Thirty is a ripe old age, maybe older than a good chunk of Register readers. Even for those of you for whom Excel is a spring chicken, how many applications or even operating systems are you still using of a similar age outside the Office suite?
Is Windows 10 the same OS as Windows 2.0? Is that still your grandfather's axe, now that you have replaced the head and your father replaced the handle?
Microsoft's legendary spreadsheet software was born in November 1987. Note to both of you Apple-non-fanbois out there, there was no V1.x for Windows: Excel was first released for the Mac. When ported to Windows 2.x the versions for both OSes were synced at 2.0.
Steve Jobs said that an Excel forerunner, VisiCalc, was: What propelled the Apple II to the success it achieved, and made Apple the company into the monster that it became, in spite of spreadsheets being the least cool app ever. Compare and contrast with 1987's real cool tech such as the boombox, Zelda II: The Adventure of Link and the T800 Transputer.
Spreadsheets can do amazing things, much more than just adding up columns of numbers: what-if business modelling, field data collection, data charting, and even live trading in the City, but like all good tools they can be used badly. Fumble-fingered formulae and worse references than a fraudster applying to run a bank.
[Lots more at the link...]
(Excerpt) Read more at theregister.co.uk ...
Psychologically, too.
Many businesses were destroyed and many people lost their jobs due to a new type of cube dweller: the MBA spreadsheet monkey. While spreadsheets are great for inputting numbers, it's very difficult to input non-numbers like quality, skill, and wisdom.
not only that, but 30 is NOT “middle age”.
After having failed as a manager of people, Excel allowed me to find an employment niche I could be successful with. Colorful charts and graphs chock full of meaningless information for upper management.
I use everyday at werkz..
Already Microsoft’s flagship product has exhibited so many “human” traits:
<>buy out the neighbors
<>failure to consummate the marriage (Yahoo)

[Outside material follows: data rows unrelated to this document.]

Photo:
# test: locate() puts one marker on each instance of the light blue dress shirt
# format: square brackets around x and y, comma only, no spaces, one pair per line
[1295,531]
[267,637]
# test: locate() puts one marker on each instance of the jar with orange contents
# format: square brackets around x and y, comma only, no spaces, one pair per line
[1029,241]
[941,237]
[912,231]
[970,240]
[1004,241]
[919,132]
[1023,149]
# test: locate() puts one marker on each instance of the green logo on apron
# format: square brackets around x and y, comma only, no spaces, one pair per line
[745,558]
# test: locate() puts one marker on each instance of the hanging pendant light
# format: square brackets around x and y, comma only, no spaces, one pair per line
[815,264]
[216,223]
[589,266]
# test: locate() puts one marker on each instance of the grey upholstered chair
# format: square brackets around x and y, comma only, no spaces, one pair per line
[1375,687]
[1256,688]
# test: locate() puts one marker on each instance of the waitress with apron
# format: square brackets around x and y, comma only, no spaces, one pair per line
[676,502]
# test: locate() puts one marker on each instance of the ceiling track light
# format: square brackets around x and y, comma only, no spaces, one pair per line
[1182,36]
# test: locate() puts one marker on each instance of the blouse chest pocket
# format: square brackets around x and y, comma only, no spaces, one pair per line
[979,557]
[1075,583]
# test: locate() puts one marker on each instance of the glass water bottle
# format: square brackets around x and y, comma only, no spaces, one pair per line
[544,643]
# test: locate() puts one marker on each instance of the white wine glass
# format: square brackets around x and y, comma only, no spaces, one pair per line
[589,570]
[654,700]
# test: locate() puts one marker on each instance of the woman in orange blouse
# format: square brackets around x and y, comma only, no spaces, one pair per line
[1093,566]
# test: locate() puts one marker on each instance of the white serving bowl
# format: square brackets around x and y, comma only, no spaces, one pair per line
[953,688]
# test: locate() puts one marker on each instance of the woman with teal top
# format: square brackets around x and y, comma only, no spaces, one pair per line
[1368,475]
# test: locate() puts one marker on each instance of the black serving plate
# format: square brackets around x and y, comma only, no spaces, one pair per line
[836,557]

<>physical breakdown — the Blue Screen of Death
Did you salvage my old hard drive?
'1 2 3' had a feature still missing from Excel today. Our company liked to see salary charts plotted as age vs. annual salary. It later became 'experience' vs. salary as ageism became undesirable. Experience was simply (age - 21). Lotus allowed placing a label anywhere around a data point, above, below, left, right, and more. Excel 97 allowed simply above the point. Excel would make salary charts unreadable for even small departments by over writing names and data points. I would enter the data in Excel, translate it to Lotus, move the labels to make the charts clear, then translate them back to Excel for presentation. I still use Excel (and no longer '1 2 3') for reports and presentations and some analyses. I have run up against size limits for large multichannel time sampled data sets, but simple decimation software fixes that for most report quality charts.
I moved from IT to Finance at a large corporation. My first task was to convert a Lotus 123 system to Excel. I had to learn 123 code and convert it to Excel macros. This was pre-VBA days.
They may be referring to the old hippie slogan "Don't trust anybody over 30", meaning they're no longer young, and have started into middle-age.
Being a very active, rock-n-roll-playing 65-yo myself, I looked at 40 as the beginning of middle age, and as far as I'm concerned, my "middle age" will continue until I damn well decide it's over. Maybe around 80, God willing and the creek don't rise.
Until a year ago excel and I spent a few hours a day together for many years
Been retired two years, but I try to keep my Excel skills fresh. I do not plan on reentering the workforce, but it keeps the gray matter from total atrophy.
I made the move to All-things-Apple many years ago. I should say almost all Apple as I still use Excel as my spreadsheet software of choice. Im sure that Apples Numbers software is just as good but I know so many Excel hacks that I dread the learning curve Id have to go through to get Numbers to do the same tricks I have Excel doing. Oh well, maybe one day.
Same boat here.
Oh I remember the slogan...those who used it thought thirty was decrepit
You might consider getting (free) LibreOffice for your Mac, since the “Calc” in that is considerably more Excel-compatible than Numbers, according to my spreadsheet-using friends who have one foot in the Mac camp and the other in the Windows camp.
I am in search of a good service for sending large files. I tried to use Dropbox and they have non existing customer service, so I want something I can rely on.
Customer service is a rare and precious thing these days. Dropbox and similar services are priced based on minimal-to-no personal service -- it's a "do it yourself, you can figure it out" approach, to keep prices down in an incredibly competitive market.
That said, there may be higher-priced file-sharing outfits that provide a better amount of customer service. I don't know of one offhand, but other FReepers may be able to chime in.
If nobody responds on this thread, consider creating a vanity thread yourself with the question, and address a comment to let Swordmaker, ThunderSleeps, and me know about it so we can ping our respective Ping Lists for you.